Les sociétés occidentales valorisent au plus haut point l’autonomie et l’indépendance. Pendant et après leur enfance, les individus sont encouragés, notamment par leurs parents et les institutions (dont l’école n’est pas la moindre), à devenir des êtres autonomes, c’est-à-dire capables de décider et de choisir selon leurs propres intérêts, selon une identité qui leur est propre. Le corollaire de cette autonomie, et qui en constitue au fil des ans un complément essentiel, est l’indépendance financière, celle qui est acquise principalement au moyen d’un travail rémunéré. Des sociologues de la famille et de la jeunesse ont montré comment ces deux impératifs ne se joignent pas toujours (Singly 2000; Maunaye et Molgat 2003), donnant lieu à une variété de situations intermédiaires. Ainsi, certains jeunes sont autonomes sans jouir d’une pleine indépendance (c’est souvent le cas de jeunes adultes qui habitent chez leurs parents) alors que d’autres sont indépendants, mais ne font pas montre d’autonomie ou ne peuvent l’exprimer (il peut s’agir de jeunes adultes ayant des emplois bien rémunérés, mais dont le travail et les circonstances de la vie privée les privent de marges d’autonomie). Aussi, certains ne disposent ni d’autonomie ni d’indépendance alors que d’autres jouissent des deux. Enfin, il faut reconnaître l’existence d’une certaine gradation des niveaux d’autonomie et d’indépendance selon les situations, puisque ces deux caractéristiques peuvent n’être que partiellement acquises.

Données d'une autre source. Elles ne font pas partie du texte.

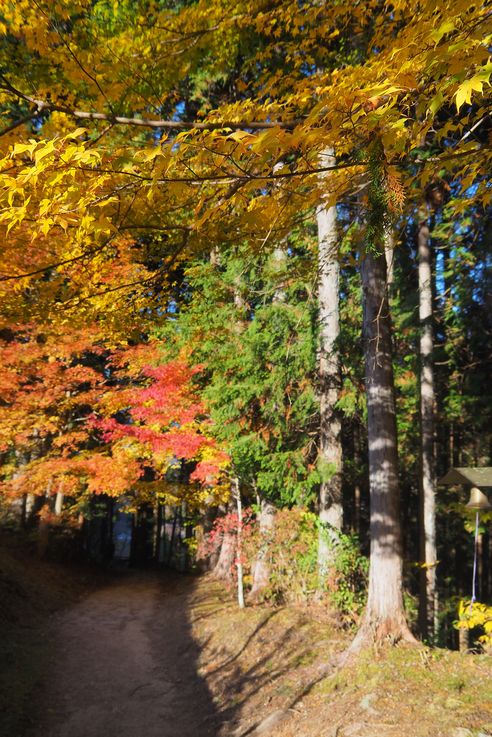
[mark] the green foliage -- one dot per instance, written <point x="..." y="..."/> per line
<point x="250" y="325"/>
<point x="291" y="551"/>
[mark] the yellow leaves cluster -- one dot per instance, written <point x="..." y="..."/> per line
<point x="474" y="615"/>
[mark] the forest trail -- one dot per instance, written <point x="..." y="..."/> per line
<point x="125" y="665"/>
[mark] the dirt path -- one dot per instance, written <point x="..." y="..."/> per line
<point x="126" y="665"/>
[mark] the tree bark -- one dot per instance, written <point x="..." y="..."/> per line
<point x="428" y="552"/>
<point x="384" y="617"/>
<point x="239" y="551"/>
<point x="261" y="570"/>
<point x="330" y="495"/>
<point x="225" y="562"/>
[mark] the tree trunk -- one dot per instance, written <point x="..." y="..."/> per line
<point x="330" y="495"/>
<point x="261" y="570"/>
<point x="225" y="562"/>
<point x="428" y="553"/>
<point x="239" y="551"/>
<point x="384" y="616"/>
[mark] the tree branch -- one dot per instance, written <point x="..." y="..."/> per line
<point x="45" y="106"/>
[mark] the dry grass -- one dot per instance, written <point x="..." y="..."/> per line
<point x="264" y="662"/>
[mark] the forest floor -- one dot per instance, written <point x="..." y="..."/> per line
<point x="153" y="654"/>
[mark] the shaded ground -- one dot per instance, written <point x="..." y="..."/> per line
<point x="156" y="654"/>
<point x="270" y="673"/>
<point x="126" y="665"/>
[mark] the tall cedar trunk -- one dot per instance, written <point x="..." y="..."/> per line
<point x="384" y="616"/>
<point x="239" y="544"/>
<point x="261" y="569"/>
<point x="428" y="553"/>
<point x="330" y="495"/>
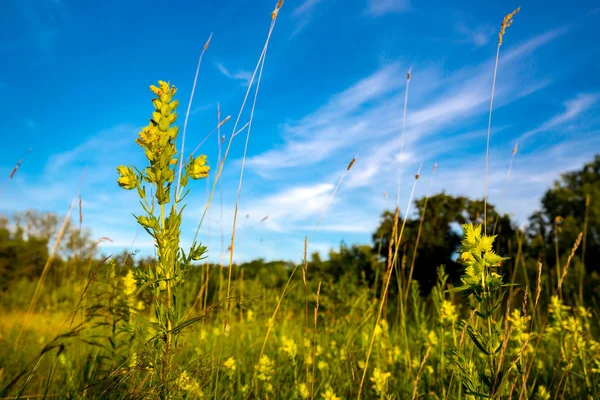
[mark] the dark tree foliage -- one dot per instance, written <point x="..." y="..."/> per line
<point x="563" y="211"/>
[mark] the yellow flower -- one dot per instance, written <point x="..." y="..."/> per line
<point x="186" y="383"/>
<point x="542" y="393"/>
<point x="129" y="283"/>
<point x="197" y="168"/>
<point x="432" y="338"/>
<point x="303" y="391"/>
<point x="448" y="312"/>
<point x="329" y="394"/>
<point x="127" y="177"/>
<point x="266" y="368"/>
<point x="230" y="364"/>
<point x="379" y="380"/>
<point x="289" y="346"/>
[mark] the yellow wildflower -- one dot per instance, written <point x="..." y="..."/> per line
<point x="448" y="312"/>
<point x="289" y="347"/>
<point x="266" y="368"/>
<point x="379" y="380"/>
<point x="129" y="283"/>
<point x="127" y="178"/>
<point x="432" y="338"/>
<point x="329" y="394"/>
<point x="197" y="168"/>
<point x="542" y="393"/>
<point x="303" y="391"/>
<point x="230" y="364"/>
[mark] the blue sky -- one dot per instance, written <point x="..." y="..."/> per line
<point x="75" y="77"/>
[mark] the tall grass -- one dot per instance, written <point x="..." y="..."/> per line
<point x="169" y="330"/>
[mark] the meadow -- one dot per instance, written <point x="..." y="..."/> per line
<point x="426" y="311"/>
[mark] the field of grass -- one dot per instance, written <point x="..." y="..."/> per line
<point x="176" y="327"/>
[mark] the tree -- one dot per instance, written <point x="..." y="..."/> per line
<point x="563" y="215"/>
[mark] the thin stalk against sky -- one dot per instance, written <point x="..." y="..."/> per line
<point x="506" y="22"/>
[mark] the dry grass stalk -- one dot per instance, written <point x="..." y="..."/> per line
<point x="350" y="165"/>
<point x="388" y="277"/>
<point x="187" y="115"/>
<point x="414" y="257"/>
<point x="416" y="384"/>
<point x="314" y="356"/>
<point x="14" y="171"/>
<point x="402" y="137"/>
<point x="573" y="250"/>
<point x="506" y="22"/>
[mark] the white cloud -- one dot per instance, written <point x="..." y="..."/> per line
<point x="378" y="8"/>
<point x="367" y="116"/>
<point x="303" y="14"/>
<point x="240" y="75"/>
<point x="573" y="109"/>
<point x="478" y="36"/>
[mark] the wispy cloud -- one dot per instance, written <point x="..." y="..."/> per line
<point x="303" y="14"/>
<point x="367" y="116"/>
<point x="240" y="75"/>
<point x="378" y="8"/>
<point x="573" y="109"/>
<point x="477" y="36"/>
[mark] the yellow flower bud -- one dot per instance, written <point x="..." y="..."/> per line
<point x="127" y="179"/>
<point x="197" y="168"/>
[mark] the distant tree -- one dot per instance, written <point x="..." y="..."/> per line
<point x="440" y="234"/>
<point x="563" y="213"/>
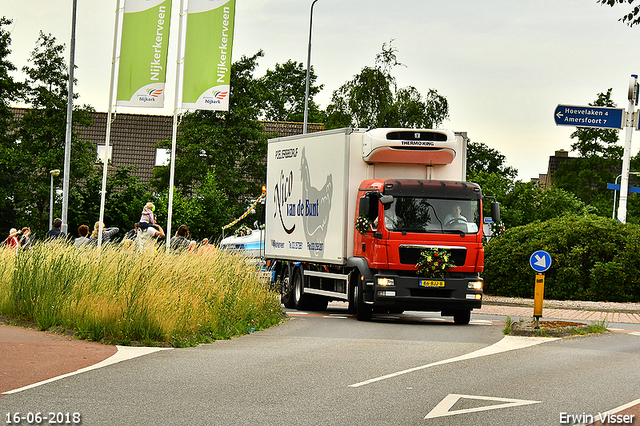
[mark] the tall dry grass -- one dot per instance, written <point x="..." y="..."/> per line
<point x="120" y="295"/>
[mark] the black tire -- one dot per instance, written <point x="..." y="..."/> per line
<point x="462" y="317"/>
<point x="287" y="289"/>
<point x="299" y="298"/>
<point x="364" y="312"/>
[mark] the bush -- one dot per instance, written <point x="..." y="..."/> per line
<point x="593" y="258"/>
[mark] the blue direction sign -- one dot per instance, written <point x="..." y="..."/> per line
<point x="540" y="261"/>
<point x="581" y="116"/>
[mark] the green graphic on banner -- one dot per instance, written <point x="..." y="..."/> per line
<point x="207" y="57"/>
<point x="143" y="55"/>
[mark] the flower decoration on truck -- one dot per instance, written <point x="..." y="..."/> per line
<point x="433" y="263"/>
<point x="363" y="224"/>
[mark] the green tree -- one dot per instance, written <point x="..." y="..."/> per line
<point x="632" y="17"/>
<point x="231" y="145"/>
<point x="284" y="93"/>
<point x="42" y="133"/>
<point x="10" y="91"/>
<point x="372" y="99"/>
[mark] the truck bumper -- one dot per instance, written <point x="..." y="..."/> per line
<point x="453" y="293"/>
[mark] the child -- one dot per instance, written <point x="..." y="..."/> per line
<point x="147" y="218"/>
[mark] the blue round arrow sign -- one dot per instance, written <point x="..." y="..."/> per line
<point x="540" y="261"/>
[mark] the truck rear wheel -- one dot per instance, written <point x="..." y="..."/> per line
<point x="462" y="317"/>
<point x="364" y="312"/>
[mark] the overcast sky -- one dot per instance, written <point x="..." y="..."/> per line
<point x="503" y="65"/>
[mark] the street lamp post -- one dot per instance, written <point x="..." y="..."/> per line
<point x="306" y="84"/>
<point x="615" y="192"/>
<point x="53" y="173"/>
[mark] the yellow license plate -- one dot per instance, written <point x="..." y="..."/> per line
<point x="431" y="283"/>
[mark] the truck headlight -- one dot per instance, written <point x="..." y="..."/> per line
<point x="383" y="281"/>
<point x="475" y="285"/>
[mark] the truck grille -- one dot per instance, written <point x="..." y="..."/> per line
<point x="411" y="255"/>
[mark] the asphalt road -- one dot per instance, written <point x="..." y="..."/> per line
<point x="329" y="369"/>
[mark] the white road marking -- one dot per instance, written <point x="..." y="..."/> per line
<point x="508" y="343"/>
<point x="124" y="353"/>
<point x="442" y="409"/>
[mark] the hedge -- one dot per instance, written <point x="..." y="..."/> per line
<point x="593" y="258"/>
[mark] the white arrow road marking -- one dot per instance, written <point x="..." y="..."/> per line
<point x="508" y="343"/>
<point x="442" y="409"/>
<point x="124" y="353"/>
<point x="541" y="261"/>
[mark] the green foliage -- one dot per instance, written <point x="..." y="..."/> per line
<point x="632" y="17"/>
<point x="594" y="258"/>
<point x="124" y="199"/>
<point x="433" y="263"/>
<point x="42" y="133"/>
<point x="371" y="99"/>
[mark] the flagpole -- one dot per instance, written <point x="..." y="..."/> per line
<point x="112" y="84"/>
<point x="176" y="114"/>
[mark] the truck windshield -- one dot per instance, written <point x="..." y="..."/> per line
<point x="433" y="215"/>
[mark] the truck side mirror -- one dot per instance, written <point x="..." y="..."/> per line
<point x="495" y="211"/>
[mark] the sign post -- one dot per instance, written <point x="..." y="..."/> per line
<point x="540" y="262"/>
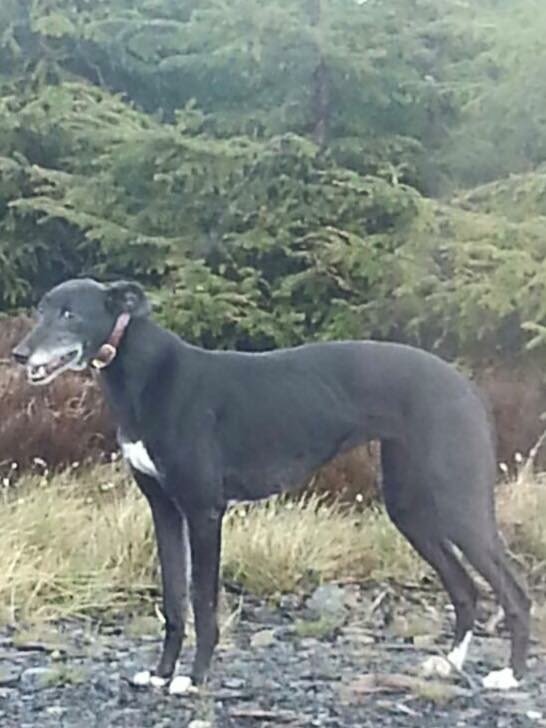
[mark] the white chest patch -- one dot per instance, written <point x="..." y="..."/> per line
<point x="138" y="458"/>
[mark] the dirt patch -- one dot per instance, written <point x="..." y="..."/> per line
<point x="364" y="672"/>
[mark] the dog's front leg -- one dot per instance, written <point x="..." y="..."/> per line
<point x="205" y="526"/>
<point x="170" y="526"/>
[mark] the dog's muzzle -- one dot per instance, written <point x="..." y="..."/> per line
<point x="43" y="368"/>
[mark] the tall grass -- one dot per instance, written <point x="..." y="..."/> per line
<point x="82" y="542"/>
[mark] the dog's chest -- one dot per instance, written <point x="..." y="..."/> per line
<point x="138" y="457"/>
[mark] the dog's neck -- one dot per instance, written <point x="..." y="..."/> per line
<point x="141" y="361"/>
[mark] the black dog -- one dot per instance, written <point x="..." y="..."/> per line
<point x="203" y="428"/>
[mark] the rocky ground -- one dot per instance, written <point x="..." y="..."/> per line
<point x="347" y="656"/>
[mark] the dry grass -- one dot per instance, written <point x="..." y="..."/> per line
<point x="81" y="543"/>
<point x="75" y="545"/>
<point x="281" y="545"/>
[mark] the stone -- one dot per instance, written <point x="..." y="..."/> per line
<point x="328" y="600"/>
<point x="38" y="678"/>
<point x="263" y="638"/>
<point x="9" y="675"/>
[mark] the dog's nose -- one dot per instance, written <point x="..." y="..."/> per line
<point x="20" y="354"/>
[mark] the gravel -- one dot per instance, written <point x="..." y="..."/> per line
<point x="363" y="672"/>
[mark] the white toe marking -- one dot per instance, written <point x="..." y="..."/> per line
<point x="457" y="656"/>
<point x="436" y="666"/>
<point x="142" y="678"/>
<point x="182" y="684"/>
<point x="157" y="682"/>
<point x="500" y="680"/>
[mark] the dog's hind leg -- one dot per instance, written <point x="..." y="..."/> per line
<point x="408" y="509"/>
<point x="491" y="562"/>
<point x="170" y="528"/>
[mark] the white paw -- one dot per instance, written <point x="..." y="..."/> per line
<point x="500" y="680"/>
<point x="157" y="682"/>
<point x="436" y="666"/>
<point x="181" y="685"/>
<point x="142" y="678"/>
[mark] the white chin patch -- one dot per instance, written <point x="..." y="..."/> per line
<point x="501" y="680"/>
<point x="139" y="458"/>
<point x="182" y="685"/>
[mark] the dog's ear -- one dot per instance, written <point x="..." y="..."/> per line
<point x="127" y="297"/>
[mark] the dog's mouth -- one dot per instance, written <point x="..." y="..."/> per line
<point x="45" y="372"/>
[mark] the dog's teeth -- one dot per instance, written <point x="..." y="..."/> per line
<point x="157" y="682"/>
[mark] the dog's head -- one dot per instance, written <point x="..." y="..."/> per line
<point x="74" y="320"/>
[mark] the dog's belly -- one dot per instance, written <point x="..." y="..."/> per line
<point x="138" y="458"/>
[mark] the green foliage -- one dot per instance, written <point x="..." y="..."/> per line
<point x="263" y="166"/>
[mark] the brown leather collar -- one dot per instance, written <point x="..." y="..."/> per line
<point x="107" y="353"/>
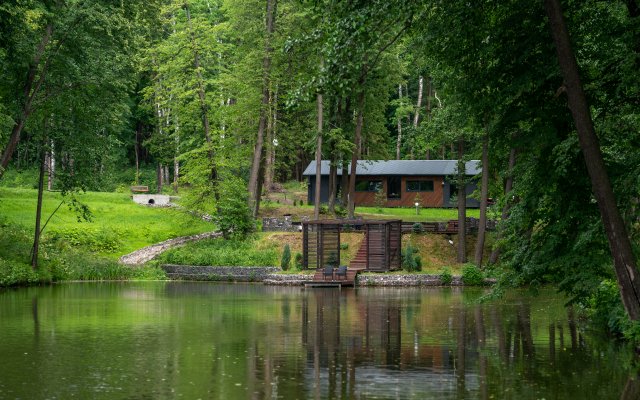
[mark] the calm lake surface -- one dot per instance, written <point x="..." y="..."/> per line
<point x="165" y="340"/>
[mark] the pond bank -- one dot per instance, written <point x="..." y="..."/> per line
<point x="270" y="276"/>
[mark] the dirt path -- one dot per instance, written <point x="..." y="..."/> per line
<point x="148" y="253"/>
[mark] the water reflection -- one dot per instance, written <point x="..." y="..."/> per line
<point x="201" y="340"/>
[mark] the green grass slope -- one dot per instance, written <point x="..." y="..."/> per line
<point x="118" y="226"/>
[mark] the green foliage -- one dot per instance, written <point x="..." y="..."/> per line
<point x="332" y="259"/>
<point x="298" y="261"/>
<point x="92" y="239"/>
<point x="445" y="276"/>
<point x="14" y="273"/>
<point x="472" y="275"/>
<point x="285" y="262"/>
<point x="380" y="199"/>
<point x="411" y="261"/>
<point x="233" y="216"/>
<point x="217" y="252"/>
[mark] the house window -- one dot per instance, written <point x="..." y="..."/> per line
<point x="419" y="186"/>
<point x="393" y="187"/>
<point x="368" y="186"/>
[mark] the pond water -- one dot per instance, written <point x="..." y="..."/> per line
<point x="165" y="340"/>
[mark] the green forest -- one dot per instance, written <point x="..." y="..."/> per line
<point x="223" y="102"/>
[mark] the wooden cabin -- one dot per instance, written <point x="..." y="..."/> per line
<point x="403" y="182"/>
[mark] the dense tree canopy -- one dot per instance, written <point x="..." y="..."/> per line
<point x="220" y="97"/>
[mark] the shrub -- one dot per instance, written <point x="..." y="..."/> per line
<point x="445" y="276"/>
<point x="15" y="273"/>
<point x="380" y="199"/>
<point x="471" y="275"/>
<point x="234" y="217"/>
<point x="411" y="261"/>
<point x="298" y="261"/>
<point x="332" y="259"/>
<point x="286" y="258"/>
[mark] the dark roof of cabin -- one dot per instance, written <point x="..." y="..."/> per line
<point x="401" y="167"/>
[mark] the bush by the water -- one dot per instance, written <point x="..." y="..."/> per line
<point x="286" y="258"/>
<point x="298" y="261"/>
<point x="220" y="252"/>
<point x="472" y="276"/>
<point x="411" y="261"/>
<point x="445" y="276"/>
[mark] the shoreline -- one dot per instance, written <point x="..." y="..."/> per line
<point x="269" y="276"/>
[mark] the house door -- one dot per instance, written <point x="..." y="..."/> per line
<point x="393" y="188"/>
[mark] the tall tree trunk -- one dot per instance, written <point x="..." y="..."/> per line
<point x="354" y="157"/>
<point x="495" y="254"/>
<point x="428" y="155"/>
<point x="270" y="147"/>
<point x="51" y="166"/>
<point x="623" y="258"/>
<point x="344" y="183"/>
<point x="462" y="205"/>
<point x="316" y="201"/>
<point x="36" y="236"/>
<point x="137" y="151"/>
<point x="399" y="139"/>
<point x="29" y="92"/>
<point x="159" y="177"/>
<point x="254" y="194"/>
<point x="416" y="116"/>
<point x="204" y="106"/>
<point x="333" y="176"/>
<point x="484" y="193"/>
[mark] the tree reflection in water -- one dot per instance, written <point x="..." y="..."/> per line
<point x="356" y="340"/>
<point x="203" y="340"/>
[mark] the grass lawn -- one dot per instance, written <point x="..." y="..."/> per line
<point x="119" y="226"/>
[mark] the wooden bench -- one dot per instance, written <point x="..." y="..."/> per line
<point x="139" y="189"/>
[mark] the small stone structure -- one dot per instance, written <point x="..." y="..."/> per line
<point x="152" y="199"/>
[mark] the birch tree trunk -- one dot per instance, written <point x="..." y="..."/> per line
<point x="416" y="116"/>
<point x="254" y="194"/>
<point x="316" y="201"/>
<point x="623" y="258"/>
<point x="204" y="106"/>
<point x="484" y="190"/>
<point x="51" y="166"/>
<point x="462" y="205"/>
<point x="399" y="139"/>
<point x="36" y="236"/>
<point x="354" y="157"/>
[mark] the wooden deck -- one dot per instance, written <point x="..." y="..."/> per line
<point x="319" y="280"/>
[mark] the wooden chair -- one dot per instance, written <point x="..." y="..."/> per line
<point x="328" y="271"/>
<point x="341" y="272"/>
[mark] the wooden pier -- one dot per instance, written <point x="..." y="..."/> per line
<point x="319" y="280"/>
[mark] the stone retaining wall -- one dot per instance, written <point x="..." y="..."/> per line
<point x="269" y="276"/>
<point x="235" y="274"/>
<point x="403" y="280"/>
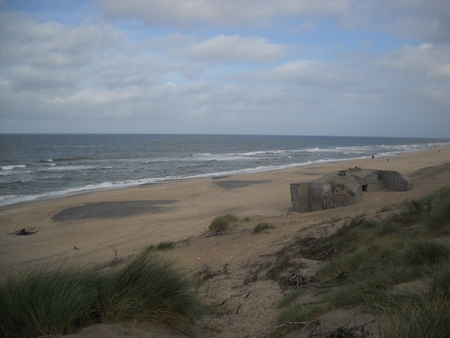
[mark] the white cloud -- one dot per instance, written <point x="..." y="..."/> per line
<point x="235" y="48"/>
<point x="304" y="73"/>
<point x="212" y="12"/>
<point x="426" y="20"/>
<point x="421" y="63"/>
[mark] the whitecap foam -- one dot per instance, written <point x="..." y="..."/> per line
<point x="12" y="167"/>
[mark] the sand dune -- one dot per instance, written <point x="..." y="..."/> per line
<point x="83" y="229"/>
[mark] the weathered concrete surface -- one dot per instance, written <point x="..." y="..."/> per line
<point x="344" y="188"/>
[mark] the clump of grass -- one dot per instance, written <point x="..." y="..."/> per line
<point x="420" y="314"/>
<point x="147" y="289"/>
<point x="46" y="301"/>
<point x="365" y="259"/>
<point x="54" y="301"/>
<point x="262" y="227"/>
<point x="439" y="216"/>
<point x="221" y="223"/>
<point x="426" y="252"/>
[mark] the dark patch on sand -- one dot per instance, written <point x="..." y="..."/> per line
<point x="239" y="184"/>
<point x="111" y="210"/>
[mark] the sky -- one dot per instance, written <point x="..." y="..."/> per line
<point x="267" y="67"/>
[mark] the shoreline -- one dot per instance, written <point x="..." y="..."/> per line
<point x="213" y="176"/>
<point x="263" y="197"/>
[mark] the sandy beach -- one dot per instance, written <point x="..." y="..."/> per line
<point x="88" y="229"/>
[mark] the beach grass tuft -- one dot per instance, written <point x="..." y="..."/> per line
<point x="221" y="223"/>
<point x="365" y="260"/>
<point x="48" y="301"/>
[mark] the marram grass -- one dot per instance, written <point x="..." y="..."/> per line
<point x="55" y="301"/>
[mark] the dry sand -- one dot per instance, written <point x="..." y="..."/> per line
<point x="83" y="230"/>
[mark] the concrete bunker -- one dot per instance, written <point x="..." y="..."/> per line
<point x="344" y="187"/>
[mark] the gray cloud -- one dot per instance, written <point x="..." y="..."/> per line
<point x="235" y="48"/>
<point x="92" y="77"/>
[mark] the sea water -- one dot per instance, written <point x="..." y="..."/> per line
<point x="36" y="166"/>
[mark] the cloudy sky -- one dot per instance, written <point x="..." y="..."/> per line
<point x="279" y="67"/>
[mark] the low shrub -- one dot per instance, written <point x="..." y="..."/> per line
<point x="426" y="252"/>
<point x="420" y="314"/>
<point x="47" y="301"/>
<point x="221" y="223"/>
<point x="147" y="289"/>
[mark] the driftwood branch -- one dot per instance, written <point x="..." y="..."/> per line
<point x="228" y="297"/>
<point x="306" y="324"/>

La manière dont s’effectuent les passages vers la « vie adulte », ici aussi comprise comme un construit social, a un effet sur la prépondérance de l’une ou de l’autre de ces situations au cours de la jeunesse. En général, le modèle de ces passages s’est profondément modifié depuis les années 1980. Olivier Galland retient un certain nombre d’événements dans le repérage des étapes du passage à la vie adulte : départ de chez les parents, entrée dans le marché du travail, formation du couple (Galland, 1991). Ces moments consacrent l’indépendance résidentielle, économique et familiale et permettent de fonder le rôle social d’adulte. Or, les changements socio-économiques des trois dernières décennies ont contribué à modifier un scénario « traditionnel » selon lequel ces étapes étaient franchies assez tôt et de manière synchronisée après la fin de la scolarité. La prolongation des études, la précarité des premiers emplois et la transformation de la situation des jeunes femmes, ces dernières étant toujours plus nombreuses à poursuivre leurs études et à vouloir assurer leur position sur le marché du travail avant de fonder une famille, ont grandement contribué à l’émergence d’un modèle plus « moderne » de transition vers la vie adulte. La fin des études correspond pour de moins en moins de jeunes, voire pour une minorité d’entre eux, au début d’un emploi permanent puis, peu après, à l’entrée dans la vie conjugale et familiale (Ravanera et al 1998; Shetagne 2001 : 8-10). Au contraire, les moments des transitions sont davantage désynchronisés, la transition vers un emploi stable s’est allongée, les retours aux études et à la famille d’origine sont fréquents et des événements de transition tels que la naissance du premier enfant sont reportés. Une période plus longue de socialisation, d’expérimentation, mais aussi d’incertitude de statut — est-on ou pas jeune ou adulte et en fonction de quels critères? — caractérise alors la construction de l’identité. Ces traits communs de l’expérience de la jeunesse ont été rapportés dans nombre de recherches et analyses publiées depuis les années 1990 dans plusieurs sociétés (voir, par exemple, Dwyer et Wyn 2001; Galland 2001; Goldscheider et Goldscheider 1999; Jones 2002).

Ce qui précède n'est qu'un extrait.